Broadcom is buying Brocade, although it will not be keeping the IP networking business, which includes Ruckus, maker of WiFi access points and controllers.
Although the main reason is clearly strategic – why would Broadcom want to be vertically integrated with a company that competes with many of its biggest customers in WiFi – there is another side-angle. Ruckus has not always been entirely complementary about Broadcom’s chip designs and the products its customers build upon them.
Note that Ruckus uses Qualcomm Atheros chips as its silicon platform. One proposed reason for this is because it can customise the Atheros designs, for example to hook its proprietary BeamFlex technology into the Atheros chips.
In fact, in recent times Ruckus has made it pretty clear it does not see a purely standards-based beam forming approach (known as TxBF) in 802.11ac to be the best approach. That is why it wrote this article in 2013 stating that those who think they are getting standards based beam forming from Broadcom may not be getting what they think they are getting.
“Beware that not all 802.11ac access points will be created equal. Many using the Broadcom chip will suffer from some limitations such as the inability to support more than 50 encrypted clients. And without an onboard CPU in the Broadcom .ac, all Wi-Fi functions are processed by the host’s (AP) CPU. This is far less efficient because the offloading prevents the AP CPU from using low-power states.”
In 2014 the company was again blogging about how standards-based beam forming behaves better in combination with Ruckus’ own BeamFlex technology.
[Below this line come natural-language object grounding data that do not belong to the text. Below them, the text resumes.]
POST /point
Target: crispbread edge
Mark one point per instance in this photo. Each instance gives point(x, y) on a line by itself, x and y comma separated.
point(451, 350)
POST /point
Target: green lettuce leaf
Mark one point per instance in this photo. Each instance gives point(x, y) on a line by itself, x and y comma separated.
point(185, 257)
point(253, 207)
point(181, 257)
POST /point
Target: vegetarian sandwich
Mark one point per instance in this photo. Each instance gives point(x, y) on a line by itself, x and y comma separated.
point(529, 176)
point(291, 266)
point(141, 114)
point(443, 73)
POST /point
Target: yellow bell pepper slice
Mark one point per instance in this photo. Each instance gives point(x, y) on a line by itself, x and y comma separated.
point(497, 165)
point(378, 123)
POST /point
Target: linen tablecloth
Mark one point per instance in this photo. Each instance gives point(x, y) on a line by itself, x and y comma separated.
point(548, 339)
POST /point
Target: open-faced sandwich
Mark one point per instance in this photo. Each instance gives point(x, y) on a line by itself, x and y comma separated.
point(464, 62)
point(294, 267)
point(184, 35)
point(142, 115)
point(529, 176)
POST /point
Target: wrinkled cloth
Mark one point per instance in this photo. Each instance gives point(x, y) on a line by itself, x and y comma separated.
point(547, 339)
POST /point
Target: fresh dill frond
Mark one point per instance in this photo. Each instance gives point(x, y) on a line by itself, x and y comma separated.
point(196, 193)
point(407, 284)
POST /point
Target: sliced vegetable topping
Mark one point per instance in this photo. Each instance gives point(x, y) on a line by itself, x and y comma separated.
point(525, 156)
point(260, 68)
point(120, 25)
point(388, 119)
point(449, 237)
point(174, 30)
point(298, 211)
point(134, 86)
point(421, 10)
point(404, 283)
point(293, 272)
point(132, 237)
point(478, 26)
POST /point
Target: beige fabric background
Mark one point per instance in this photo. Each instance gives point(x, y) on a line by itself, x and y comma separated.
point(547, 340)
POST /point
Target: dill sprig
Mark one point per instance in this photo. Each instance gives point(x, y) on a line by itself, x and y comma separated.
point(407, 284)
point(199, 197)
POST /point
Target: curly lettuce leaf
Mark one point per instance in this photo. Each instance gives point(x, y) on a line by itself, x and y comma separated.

“Because it is a radio technique, effective TxBF DOES require client support (something a lot of people fail to understand). Consequently, 802.11a/b/g/n clients miss out on the perks. And some 11ac clients do not support TxBF. Looking at the pervasive adoption of 11n, we should not expect all (or even most) clients to support TxBF even by the end of 2016. TxBF must also tradeoff with spatial multiplexing. The same transmitters cannot be used for both. In order to be effective, TxBF systems should have double the number of transmit antennas as spatial streams.”
And only just over a month ago Ruckus was again reiterating the point that beam forming and BeamFlex are a “match made in heaven”.
“A popular misconception, spread by our competitors, is that TxBF accomplishes the same end goals as BeamFlex, rendering BeamFlex useless. They are wrong. While the chip-level beamforming is beneficial, it does not provide the same benefit set as Ruckus BeamFlex.”
Although these articles don’t say so outright, vendors basing their products on Broadcom chips are amongst the targets.
Broadcom has said that it wants to move the Brocade IP Network business on: it would be nice to think that the Broadcom WiFi chip team and the Ruckus developers will get at least some time together to share notes on all the above.
In the mean time, who could be in the market for a business formed of Brocade’s “New IP”softwarised Router/Switch businesses, in combo with the Ruckus WiFi business. Could they even be split up? If so, could we see Juniper Networks once more touted as a possible landing place for Ruckus – giving it a mirror access point capability to Cisco.